|
|
|
|
|
by majormajor
1093 days ago
|
|
I've seen teams today have just as large an FTE team dedicated to infrastructure as my employee 10 years ago to manage a set of cloud services that cost wayyyy more than the colo hardware we had doing basically the same amount of traffic. So people cost hasn't always gone down as infra cost has gone up. "Shitty internal heroku" has some advantages once you have engineers that have been at the company more than 3 months: there's just not nearly as much surface area to understand + you have the source code right there if you really have to get int here. Let's leave judgements out of this - you can just as easily build a fragile tower of cloud services and abstractions to "feel smart" as you can reinventing serving an application (reinventing is a strong word anyway... it's just a different set of off the shelf tools usually). And in many cases "managed" services manage the easy part (standing up the hardware and installing the service) and don't manage the hard part (configuring the hundreds of knobs to optimize your particular use case) particularly well. I'm not close enough to the metal for those services/infra teams, though, to be able to completely tell if the FTE hours spent on all that cloud stuff are necessary.

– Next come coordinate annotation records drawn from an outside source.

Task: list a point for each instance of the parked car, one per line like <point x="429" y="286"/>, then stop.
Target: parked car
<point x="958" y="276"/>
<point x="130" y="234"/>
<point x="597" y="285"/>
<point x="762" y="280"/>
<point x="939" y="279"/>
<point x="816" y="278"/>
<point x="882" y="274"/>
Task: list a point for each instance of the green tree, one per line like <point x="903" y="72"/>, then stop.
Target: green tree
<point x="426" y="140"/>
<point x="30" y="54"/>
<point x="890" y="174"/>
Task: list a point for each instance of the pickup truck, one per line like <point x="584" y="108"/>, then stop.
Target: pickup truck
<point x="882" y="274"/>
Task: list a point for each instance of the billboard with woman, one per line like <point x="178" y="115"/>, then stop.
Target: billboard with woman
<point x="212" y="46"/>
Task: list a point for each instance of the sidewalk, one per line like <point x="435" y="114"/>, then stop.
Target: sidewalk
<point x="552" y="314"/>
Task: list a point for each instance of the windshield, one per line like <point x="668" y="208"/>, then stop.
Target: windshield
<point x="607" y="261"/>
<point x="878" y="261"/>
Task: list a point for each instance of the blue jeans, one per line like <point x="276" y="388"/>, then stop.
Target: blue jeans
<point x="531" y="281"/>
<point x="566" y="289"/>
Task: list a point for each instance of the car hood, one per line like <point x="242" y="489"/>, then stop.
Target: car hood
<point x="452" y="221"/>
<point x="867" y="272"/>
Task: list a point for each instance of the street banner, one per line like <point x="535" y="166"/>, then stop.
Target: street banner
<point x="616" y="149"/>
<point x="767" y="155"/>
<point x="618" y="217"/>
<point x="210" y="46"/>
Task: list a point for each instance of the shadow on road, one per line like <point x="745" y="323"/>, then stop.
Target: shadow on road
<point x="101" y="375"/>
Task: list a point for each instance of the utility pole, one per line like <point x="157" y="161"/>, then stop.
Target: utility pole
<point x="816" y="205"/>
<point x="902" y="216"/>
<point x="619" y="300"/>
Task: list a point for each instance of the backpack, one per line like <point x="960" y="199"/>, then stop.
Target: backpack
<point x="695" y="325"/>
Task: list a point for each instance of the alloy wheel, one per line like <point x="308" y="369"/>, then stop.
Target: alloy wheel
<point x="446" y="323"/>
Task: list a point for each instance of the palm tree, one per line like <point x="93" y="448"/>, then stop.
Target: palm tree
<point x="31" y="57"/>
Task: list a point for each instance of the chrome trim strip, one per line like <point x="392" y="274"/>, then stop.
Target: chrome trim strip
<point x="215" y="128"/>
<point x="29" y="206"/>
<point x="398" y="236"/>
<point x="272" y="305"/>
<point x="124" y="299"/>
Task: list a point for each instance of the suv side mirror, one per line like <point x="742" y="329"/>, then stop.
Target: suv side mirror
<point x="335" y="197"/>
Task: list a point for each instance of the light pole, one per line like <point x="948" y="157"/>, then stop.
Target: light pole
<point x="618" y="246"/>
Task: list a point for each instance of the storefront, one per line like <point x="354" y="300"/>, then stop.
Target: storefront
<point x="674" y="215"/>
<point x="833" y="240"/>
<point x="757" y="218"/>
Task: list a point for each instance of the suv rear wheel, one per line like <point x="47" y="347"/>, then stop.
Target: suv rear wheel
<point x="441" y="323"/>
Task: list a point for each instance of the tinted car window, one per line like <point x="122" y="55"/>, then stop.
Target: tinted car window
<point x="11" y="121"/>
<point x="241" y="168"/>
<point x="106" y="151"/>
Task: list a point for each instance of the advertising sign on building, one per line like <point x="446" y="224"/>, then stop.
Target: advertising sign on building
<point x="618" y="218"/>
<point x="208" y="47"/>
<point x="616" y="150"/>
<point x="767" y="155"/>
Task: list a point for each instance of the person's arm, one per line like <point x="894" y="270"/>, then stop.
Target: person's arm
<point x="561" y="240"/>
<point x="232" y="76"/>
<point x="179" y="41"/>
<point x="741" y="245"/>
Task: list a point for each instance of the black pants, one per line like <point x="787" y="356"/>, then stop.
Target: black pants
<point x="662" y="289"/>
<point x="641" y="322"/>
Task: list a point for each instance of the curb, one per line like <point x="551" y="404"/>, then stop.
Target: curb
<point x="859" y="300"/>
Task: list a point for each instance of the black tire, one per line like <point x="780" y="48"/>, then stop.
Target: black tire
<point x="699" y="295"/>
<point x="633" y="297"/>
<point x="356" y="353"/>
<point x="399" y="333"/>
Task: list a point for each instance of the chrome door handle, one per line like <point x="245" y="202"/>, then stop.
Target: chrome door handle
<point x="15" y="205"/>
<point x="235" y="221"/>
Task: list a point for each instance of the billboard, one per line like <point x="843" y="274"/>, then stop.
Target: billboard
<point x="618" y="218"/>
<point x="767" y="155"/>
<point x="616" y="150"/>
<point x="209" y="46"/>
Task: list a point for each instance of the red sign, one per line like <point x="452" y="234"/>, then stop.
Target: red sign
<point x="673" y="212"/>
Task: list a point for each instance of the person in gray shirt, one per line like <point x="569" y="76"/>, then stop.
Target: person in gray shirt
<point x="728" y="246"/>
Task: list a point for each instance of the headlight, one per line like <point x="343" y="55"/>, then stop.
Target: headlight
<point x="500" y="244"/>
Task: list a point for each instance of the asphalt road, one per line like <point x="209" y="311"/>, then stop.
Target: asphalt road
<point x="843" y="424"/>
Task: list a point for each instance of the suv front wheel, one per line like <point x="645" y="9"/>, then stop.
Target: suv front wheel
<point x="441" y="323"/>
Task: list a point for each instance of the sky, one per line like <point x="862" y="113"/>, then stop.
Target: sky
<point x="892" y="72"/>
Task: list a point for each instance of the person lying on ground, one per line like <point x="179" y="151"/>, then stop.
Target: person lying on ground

That is - can you throw stuff into the cloud and set-it-and-forget-it and not deal with ongoing cloud/infra/config maintenance? But one of the main things those teams seemed to often focus on was spend - if you leave it unattended is the cost just going to eat you up? But then there's a big irony. |
|
The main costs in terms of labor end up being making sure that backends services are updated. Same pain you’d feel in a colo, except you cloud provider may force an upgrade you’d otherwise wish to put off. Now I intentionally kept most things at the VM level of abstraction, because it was clear that the added complexity of something like Kuberetes wasn’t worth any savings you might get by needing one less server, and I had enough granularity of healthchecks to just automatically spin down any server that was causing problem and let autoscaling work it’s magic. This was also 10 years ago, some choices might make less sense today, YMMV.
Also, don’t think I’m saying all those people aren’t necessary based on the current needs of the business. I just knew I was in a very constrained environment and prioritized anything that allowed for the constant shrinking headcount my department was facing.